State television showed footage of black chador-clad protesters for the hijab in central Tehran, including both men and women.


- Catastrophic clashes


Amini passed away on September 16, three days after being admitted to the hospital as a result of her arrest by the morality police—the department in charge of upholding the Islamic Republic's stringent dress regulations for women.


She allegedly received a blow to the head while in jail, but the Iranian authorities contradict this and have launched an investigation.


After she was declared dead, irate demonstrations broke out in her home province of Kurdistan as well as other major cities like Isfahan, Mashhad, Shiraz, and Tabriz.


Hengaw, a second rights organization located in Oslo, reported that the most recent violence occurred on Friday night in the city of Bokan in the province of West Azerbaijan. This Kurdish organization's report was unable to be independently verified.


Videos posted online show protesters burning a sizable billboard with the image of Iran's supreme leader Ayatollah Ali Khamenei in the city of Babol in the northern Mazandaran region.


The unconfirmed video purported to show demonstrators torching a Basij militia base on Ferdowsi Street in the center of Tehran. It wasn't immediately possible to confirm it.


Video footage that went viral on social media showed some female protesters resolutely taking off their hijabs and burning them in bonfires or symbolically cutting their hair in front of cheering crowds.


"Bleeding copiously"

According to state news agency IRNA, protesters have stoned security personnel, burned police vehicles, and screamed anti-government chants.


According to social media videos that also show protestors bleeding excessively, the government has retaliated with live bullets, pellet guns, and tear gas, according to the New York-based Center for Human Rights in Iran (CHRI).


A "curfew-style pattern of disturbances" has been observed in the restriction of internet access, according to the online monitoring service NetBlocks.


According to NetBlocks, "online platforms remained constrained, connectivity is sporadic for many users, and mobile internet was disrupted for a third day on Friday."
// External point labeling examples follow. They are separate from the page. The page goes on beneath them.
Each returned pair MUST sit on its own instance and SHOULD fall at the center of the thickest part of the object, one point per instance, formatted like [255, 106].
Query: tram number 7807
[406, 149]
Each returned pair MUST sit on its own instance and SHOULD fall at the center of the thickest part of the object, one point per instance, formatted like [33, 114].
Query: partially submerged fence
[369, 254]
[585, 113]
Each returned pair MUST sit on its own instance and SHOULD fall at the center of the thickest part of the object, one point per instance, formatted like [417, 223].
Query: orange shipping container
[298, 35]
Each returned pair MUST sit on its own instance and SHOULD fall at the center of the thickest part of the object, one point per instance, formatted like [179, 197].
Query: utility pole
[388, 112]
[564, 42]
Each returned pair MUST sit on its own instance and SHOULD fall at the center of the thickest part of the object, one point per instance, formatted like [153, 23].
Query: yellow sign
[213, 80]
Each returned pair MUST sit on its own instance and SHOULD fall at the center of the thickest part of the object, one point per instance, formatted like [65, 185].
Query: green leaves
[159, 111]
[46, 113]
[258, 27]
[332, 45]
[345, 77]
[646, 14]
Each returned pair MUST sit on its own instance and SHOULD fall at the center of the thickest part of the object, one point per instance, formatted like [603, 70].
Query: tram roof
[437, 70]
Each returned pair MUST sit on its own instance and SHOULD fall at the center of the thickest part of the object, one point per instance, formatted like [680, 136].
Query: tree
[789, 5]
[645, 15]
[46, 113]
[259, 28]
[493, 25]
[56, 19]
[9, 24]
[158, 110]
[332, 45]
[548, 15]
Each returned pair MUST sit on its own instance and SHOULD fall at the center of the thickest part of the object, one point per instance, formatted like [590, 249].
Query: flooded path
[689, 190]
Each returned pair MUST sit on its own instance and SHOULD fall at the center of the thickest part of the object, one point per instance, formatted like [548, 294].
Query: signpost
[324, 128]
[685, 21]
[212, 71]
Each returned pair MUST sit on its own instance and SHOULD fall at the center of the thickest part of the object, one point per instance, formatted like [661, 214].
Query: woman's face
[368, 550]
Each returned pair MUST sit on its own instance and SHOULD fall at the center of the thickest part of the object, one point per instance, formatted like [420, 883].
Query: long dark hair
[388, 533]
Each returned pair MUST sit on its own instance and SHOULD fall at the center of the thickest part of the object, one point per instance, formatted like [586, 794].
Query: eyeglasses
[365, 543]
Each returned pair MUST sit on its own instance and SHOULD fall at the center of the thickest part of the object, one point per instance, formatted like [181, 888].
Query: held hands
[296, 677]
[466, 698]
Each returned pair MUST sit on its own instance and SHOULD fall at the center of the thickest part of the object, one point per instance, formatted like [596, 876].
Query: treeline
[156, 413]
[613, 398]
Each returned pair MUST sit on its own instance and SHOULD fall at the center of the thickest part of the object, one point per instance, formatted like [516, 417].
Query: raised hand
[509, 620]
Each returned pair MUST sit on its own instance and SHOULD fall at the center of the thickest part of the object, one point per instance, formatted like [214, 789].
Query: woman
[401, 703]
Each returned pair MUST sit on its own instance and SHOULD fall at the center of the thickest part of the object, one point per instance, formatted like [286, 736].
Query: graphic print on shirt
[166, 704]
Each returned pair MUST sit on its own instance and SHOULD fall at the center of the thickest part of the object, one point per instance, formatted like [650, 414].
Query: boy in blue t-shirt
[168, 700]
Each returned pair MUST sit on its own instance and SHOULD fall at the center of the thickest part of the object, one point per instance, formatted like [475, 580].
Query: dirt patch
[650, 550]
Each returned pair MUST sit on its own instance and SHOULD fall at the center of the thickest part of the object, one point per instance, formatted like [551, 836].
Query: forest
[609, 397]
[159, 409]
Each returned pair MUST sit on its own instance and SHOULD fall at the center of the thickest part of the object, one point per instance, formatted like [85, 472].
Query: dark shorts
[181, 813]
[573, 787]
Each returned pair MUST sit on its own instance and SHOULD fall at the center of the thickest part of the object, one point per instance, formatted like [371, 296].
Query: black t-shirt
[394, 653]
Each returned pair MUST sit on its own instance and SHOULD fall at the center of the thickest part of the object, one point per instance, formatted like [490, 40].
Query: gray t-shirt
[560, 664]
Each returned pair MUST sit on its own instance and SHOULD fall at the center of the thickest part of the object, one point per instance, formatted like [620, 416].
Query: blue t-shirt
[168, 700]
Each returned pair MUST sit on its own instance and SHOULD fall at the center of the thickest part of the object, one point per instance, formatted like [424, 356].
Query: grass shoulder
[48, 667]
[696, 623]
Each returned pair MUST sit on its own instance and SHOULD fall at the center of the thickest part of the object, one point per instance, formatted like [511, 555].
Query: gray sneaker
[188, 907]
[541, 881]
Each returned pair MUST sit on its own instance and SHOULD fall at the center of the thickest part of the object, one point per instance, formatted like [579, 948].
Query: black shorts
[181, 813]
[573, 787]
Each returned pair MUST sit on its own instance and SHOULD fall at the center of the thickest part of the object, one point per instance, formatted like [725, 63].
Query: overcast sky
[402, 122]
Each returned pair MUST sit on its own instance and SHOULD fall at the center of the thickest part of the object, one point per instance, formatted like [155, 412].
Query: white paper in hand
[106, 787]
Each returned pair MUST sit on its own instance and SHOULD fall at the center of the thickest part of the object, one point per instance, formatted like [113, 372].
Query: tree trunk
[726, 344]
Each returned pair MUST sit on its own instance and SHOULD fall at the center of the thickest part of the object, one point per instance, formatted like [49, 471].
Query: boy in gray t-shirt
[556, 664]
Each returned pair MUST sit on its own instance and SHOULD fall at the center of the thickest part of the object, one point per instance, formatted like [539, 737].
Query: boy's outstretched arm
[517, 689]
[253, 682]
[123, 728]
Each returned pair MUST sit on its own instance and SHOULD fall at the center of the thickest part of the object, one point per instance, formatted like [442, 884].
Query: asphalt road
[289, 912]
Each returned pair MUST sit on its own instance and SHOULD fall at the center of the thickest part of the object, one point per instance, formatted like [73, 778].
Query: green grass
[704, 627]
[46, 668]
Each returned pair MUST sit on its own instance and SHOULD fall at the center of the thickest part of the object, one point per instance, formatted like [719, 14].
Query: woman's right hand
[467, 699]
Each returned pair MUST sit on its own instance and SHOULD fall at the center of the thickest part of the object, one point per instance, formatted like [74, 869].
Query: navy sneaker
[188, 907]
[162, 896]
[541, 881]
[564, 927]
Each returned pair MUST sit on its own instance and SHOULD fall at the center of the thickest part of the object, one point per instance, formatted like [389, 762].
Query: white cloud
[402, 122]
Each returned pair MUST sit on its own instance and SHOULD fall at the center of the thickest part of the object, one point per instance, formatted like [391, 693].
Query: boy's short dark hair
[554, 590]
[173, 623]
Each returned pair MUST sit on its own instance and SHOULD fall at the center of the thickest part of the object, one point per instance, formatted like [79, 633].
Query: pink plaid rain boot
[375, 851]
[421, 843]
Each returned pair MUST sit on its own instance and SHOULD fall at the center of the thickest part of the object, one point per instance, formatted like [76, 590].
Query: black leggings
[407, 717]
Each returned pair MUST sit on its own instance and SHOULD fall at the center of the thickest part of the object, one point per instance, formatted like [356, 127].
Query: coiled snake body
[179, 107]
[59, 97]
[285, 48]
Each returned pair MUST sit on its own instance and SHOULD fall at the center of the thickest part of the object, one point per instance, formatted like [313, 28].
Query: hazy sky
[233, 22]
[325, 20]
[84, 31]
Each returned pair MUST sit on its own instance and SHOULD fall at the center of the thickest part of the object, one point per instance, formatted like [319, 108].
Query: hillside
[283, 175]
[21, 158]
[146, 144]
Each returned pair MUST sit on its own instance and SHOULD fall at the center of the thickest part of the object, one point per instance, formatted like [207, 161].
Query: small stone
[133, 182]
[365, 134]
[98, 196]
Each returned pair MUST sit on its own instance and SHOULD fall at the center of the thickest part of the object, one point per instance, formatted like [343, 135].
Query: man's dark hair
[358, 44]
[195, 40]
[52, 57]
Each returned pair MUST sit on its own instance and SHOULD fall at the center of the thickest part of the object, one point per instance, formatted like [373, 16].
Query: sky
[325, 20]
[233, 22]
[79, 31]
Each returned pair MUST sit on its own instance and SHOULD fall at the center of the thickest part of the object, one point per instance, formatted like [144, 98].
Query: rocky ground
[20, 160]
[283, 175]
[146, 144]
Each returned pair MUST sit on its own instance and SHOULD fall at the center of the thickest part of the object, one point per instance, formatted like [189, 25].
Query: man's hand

According to Iran's Fars news agency, actions were taken in response to "the operations carried out via these social networks by counter-revolutionaries against national security."


At a news conference in New York, where he was attending the UN General Assembly, President Ebrahim Raisi remarked on Thursday: "We must distinguish between demonstrators and vandalism."


The disturbance occurs at a delicate moment for the government because the Iranian economy is still struggling due to US sanctions over its nuclear program.